The Italian company that trains US investigators

by time news

AGI – Behind the images of a surveillance camera or in the filming of a news story made with a smartphone, crucial details can be hidden in the reconstruction of the facts, in identifying a culprit or in exonerating an innocent. But videos and photos don’t always have the gift of clarity. To complicate matters, there is the manipulation of films and images, which can deceive and distort reality. How much can we trust visual sources? What if a person’s future depended on a video?

The numbers of the market

There are technologies and experts capable of extracting even poor details of crucial importance from videos and verifying their authenticity, beyond any reasonable doubt. We are talking about forensic video analysis. The industry is part of the broader Digital Forensic markets (analysis of digital data for evidential purposes). According to a report published in early 2021 in Values ​​Reports, the market value of Digital Forensics is estimated at $ 5.2 billion by 2026 (4.7 by 2020), with an annual growth rate of 9%.

Forensic video analysis is handled by Amped Software, an Italian company founded and led by Martino Jerian, a 41-year-old engineer from Trieste: The company develops image and video processing technologies for forensic, investigative, public security and intelligence use. Amped Software was born in Trieste in 2008, in the wake of Jerian’s thesis in electronic engineering (carried out in collaboration with the RIS of Parma in 2005), accelerated by Area Science Park (in 2007 they were chosen by their first-mile incubator, “The Innovation Factory”), and then grown to open an office in the United States, in 2019. “We are based in Brooklyn, New York,” says Martino Jerian.

Beyond the visible

Forensic video analysis is the analysis of images and videos “for the purpose of use in the judicial and investigative fields,” he explains. From the analysis of a movie you can get “a lot of information, but it can also be misleading if you fail to analyze it in the right way”.

The forensic analysis of images and videos “means going beyond what is perceived visually and instinctively”. Let’s think about how much the artifacts and infrared cameras affect “there is a risk of misleading investigations”. The analysis deals not only with the reliability of the images but also with the evaluation of the context. “Real photos, but attributed to another event”.

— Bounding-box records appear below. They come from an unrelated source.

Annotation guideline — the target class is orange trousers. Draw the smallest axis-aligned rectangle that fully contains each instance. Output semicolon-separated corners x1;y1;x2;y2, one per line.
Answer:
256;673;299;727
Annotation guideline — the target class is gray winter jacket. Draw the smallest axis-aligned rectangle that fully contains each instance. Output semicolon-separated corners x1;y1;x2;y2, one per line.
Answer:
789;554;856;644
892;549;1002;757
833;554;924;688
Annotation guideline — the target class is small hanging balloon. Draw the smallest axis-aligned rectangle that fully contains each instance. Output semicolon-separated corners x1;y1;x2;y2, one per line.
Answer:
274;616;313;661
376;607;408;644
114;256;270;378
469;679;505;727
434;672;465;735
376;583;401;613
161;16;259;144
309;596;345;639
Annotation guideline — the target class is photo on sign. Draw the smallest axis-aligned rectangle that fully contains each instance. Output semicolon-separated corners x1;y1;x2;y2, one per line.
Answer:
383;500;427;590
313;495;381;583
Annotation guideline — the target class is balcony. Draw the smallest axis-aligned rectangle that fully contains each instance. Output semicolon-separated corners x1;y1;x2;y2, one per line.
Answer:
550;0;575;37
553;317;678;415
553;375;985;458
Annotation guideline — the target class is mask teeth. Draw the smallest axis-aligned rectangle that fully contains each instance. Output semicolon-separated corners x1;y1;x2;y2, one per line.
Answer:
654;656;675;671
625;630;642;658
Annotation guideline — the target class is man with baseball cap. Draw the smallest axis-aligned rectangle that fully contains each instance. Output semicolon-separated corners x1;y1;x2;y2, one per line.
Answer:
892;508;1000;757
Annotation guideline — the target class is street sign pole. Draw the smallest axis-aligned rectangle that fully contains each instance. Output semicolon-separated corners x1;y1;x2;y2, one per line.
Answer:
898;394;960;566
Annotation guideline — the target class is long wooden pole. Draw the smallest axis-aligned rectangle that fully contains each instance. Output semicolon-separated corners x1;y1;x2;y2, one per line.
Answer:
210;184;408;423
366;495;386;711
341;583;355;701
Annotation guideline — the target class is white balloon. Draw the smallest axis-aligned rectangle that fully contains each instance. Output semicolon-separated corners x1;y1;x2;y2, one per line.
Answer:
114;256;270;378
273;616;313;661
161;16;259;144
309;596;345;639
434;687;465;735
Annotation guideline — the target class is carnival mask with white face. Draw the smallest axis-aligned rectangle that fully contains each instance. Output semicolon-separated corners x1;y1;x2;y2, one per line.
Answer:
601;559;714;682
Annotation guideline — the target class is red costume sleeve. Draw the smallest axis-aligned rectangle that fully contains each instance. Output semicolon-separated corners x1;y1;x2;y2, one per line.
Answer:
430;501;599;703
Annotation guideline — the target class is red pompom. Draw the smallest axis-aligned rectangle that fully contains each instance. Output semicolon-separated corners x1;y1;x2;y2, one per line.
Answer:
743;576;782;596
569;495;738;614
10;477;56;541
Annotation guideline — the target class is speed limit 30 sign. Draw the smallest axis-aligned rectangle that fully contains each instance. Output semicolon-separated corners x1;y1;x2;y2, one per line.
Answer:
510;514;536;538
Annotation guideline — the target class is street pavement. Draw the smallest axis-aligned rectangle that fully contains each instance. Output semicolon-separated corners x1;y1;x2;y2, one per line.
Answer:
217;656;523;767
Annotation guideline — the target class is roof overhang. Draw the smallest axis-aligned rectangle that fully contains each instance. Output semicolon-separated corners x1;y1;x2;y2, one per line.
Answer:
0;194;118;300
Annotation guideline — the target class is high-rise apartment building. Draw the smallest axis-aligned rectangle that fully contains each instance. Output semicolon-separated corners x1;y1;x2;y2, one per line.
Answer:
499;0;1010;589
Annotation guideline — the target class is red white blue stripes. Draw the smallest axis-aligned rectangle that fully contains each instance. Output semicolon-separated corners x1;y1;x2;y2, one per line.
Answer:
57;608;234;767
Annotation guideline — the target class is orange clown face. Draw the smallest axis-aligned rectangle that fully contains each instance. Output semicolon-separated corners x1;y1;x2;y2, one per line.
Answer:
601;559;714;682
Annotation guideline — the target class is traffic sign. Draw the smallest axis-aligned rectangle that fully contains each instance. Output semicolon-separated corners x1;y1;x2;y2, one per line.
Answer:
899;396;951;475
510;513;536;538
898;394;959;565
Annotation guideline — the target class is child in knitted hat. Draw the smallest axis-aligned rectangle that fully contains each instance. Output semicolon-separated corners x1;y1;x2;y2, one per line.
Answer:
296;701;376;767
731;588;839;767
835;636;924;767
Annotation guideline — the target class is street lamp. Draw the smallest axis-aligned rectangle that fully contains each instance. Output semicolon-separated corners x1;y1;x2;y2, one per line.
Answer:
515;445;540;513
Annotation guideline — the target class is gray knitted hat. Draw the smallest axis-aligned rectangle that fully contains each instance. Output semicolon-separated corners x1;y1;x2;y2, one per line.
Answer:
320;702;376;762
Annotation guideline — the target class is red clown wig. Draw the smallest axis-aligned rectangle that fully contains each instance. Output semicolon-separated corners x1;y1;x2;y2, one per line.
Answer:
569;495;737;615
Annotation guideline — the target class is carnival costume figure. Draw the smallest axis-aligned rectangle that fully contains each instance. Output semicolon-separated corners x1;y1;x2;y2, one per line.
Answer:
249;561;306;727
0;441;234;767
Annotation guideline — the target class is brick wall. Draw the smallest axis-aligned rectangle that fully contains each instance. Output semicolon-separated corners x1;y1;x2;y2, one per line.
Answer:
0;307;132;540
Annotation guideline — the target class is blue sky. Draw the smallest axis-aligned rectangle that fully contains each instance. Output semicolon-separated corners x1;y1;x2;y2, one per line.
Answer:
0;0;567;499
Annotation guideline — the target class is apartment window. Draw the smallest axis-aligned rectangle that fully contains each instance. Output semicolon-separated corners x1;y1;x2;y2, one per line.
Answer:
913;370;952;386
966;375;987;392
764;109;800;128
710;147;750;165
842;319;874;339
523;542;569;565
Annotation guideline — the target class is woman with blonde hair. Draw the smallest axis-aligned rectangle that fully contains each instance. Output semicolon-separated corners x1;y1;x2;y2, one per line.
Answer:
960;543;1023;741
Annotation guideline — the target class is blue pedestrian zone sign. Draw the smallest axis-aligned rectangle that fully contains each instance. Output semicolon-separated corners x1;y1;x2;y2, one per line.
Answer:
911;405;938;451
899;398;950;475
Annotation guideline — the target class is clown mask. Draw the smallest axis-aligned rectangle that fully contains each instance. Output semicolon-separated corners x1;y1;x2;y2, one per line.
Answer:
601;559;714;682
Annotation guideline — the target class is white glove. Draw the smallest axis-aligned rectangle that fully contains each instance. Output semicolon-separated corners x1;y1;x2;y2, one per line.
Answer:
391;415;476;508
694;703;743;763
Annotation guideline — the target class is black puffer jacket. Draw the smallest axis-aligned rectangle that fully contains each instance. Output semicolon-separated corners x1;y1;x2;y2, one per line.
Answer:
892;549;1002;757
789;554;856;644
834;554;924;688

Among the support products for investigations and trials (especially on cases of terrorism, robberies, murders and child abuse), made available to the police by Amped, there are also: FIVE, which stands for Forensic Image and Video Enhancement, a tool used by experienced personnel that sharpens video images and helps law enforcement to solve the most complex cases. “Replay”, a tool with simpler functions that allows a first analysis even by unskilled personnel. “Authenticate”, which confirms if the images have been manipulated or if they are original. And “DVRConv”, a universal converter for video surveillance systems.

Case resolution

Yeah, but how much does forensic video analysis affect case resolution? Jerian has no doubts: “A lot. Several studies have shown that video sources are the ones that allow you to get the best results. There is no more complete source of evidenceto. Because they are everywhere ”and because a film allows you to answer the right questions: time, date, time, who, how, when, where. “Let’s think of the mobile phone, one of the most important investigative sources”.

The choice to open an overseas office is linked to a context in which video forensic analysis has the best conditions to be applied and developed. To date, “around 30% of Amped Software’s total revenue comes from the United States. In 2020 the Italian company had a turnover of 2.8 million euros, the American one 1.2 million dollars, with an overall average annual growth of the last 5 years of 30% “.

Jerian explains, “In the United States, especially in North America and Canada, video and image forensics are done locally, while in most European countries it is mostly centralized.” Not just a difference in terms of fluidity of decisions, payments and speed of verification processes. “This activity on the territory allows us to greatly facilitate the police”. Elsewhere centralization and bureaucracy require “more work than the technical aspect” and often these workshops “are overworked”. These are characteristics that make the American market interesting also from the point of view of training. Since the founding of the US company, Amped has not only sold or renewed more than 1,000 licenses, but has also trained 250 people.